All sewing machines have feed dogs. This odd name refers to two rows of little metal teeth that emerge from slots in the needle plate, just under your needle area.
To see yours, turn your sewing machine’s hand wheel. The feed dogs should move up and down in time with the needle. In rhythmic motion, they just barely push up from the needle plate slots.
The grooves on feed dogs move fabric along as you stitch, gently pulling it forward. They help you sew a nice straight line, with evenly spaced stitches.
What should I do with feed dogs when free-motion quilting?
By default, a sewing machine’s feed dogs are engaged. That means that when you go to quilt, the feed dogs will pull your work straight forward. That’s not what you need to quilt your own designs!
When free-motion quilting, you want to be in charge of moving the fabric under the needle!
With the feed dogs engaged you must sew in a straight line, with the fabric always moving away from you as it travels under the needle. The feed dogs pull it along.
With the feed dogs disengaged you can move the fabric under the needle, toward the right or toward the left. You can pull the fabric toward you instead of pushing it away. You can even sew curves and glorious swirls! Plus, you can stop and change direction on a dime.
Disengaging the feed dogs creates a huge amount of freedom.
This is precisely what makes free-motion quilting possible. It’s also what makes free-motion quilting a skill that takes time to perfect. Engaged, the feed dogs control stitch length. Disengaged, you need to move the fabric at a suitable speed to create your desired stitch length. Practice, practice!
How to drop your feed dogs
To free-motion quilt, you need to lower or disengage your feed dogs. But how do you disengage them?

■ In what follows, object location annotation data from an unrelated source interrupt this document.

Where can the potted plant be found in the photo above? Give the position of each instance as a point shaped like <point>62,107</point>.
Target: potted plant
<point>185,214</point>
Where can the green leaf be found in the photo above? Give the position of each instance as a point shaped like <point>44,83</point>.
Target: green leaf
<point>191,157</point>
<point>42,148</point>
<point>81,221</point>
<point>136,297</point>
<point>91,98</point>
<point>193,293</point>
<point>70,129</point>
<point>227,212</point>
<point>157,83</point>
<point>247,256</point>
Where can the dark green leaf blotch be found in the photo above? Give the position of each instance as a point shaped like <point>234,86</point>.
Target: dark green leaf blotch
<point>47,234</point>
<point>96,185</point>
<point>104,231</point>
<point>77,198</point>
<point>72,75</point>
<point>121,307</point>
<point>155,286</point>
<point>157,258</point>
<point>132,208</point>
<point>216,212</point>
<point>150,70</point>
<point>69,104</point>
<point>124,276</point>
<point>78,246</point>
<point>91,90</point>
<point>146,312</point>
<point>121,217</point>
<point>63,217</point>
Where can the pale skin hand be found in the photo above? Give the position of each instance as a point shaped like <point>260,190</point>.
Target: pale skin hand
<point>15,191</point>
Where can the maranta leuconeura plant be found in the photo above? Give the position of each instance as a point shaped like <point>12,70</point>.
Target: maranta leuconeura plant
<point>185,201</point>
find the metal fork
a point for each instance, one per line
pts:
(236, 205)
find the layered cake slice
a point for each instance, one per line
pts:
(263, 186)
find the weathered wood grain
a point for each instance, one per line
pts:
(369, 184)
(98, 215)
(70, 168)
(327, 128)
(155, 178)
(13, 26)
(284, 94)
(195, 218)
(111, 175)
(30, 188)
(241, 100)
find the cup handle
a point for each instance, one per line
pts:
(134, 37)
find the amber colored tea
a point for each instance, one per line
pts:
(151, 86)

Most modern sewing machines and many older ones have an option for dropping or disengaging the feed dogs. Consult your machine manual.
You’ll likely discover a little lever that controls this mechanism. With a simple toggle from on to off, your feed dogs are on vacation. Turn the needle and you’ll see that now they remain still as the needle moves.
Can’t lower your feed dogs?
If your machine doesn’t have a built-in mechanism for disengaging feed dogs, there are a few work arounds.
- Try covering the needle plate area with low-tack tape. The tape prevents the moving feed dogs from grabbing your project, allowing you to control the motion of the fabric.
- Try buying a Supreme Slider. This is a slick plastic sheet that clings to your sewing machine bed like a vinyl decal. It peels on and off, leaving no tacky residues. There is a small rectangle cut out at center for the needle hole, but it covers the feed dog slots.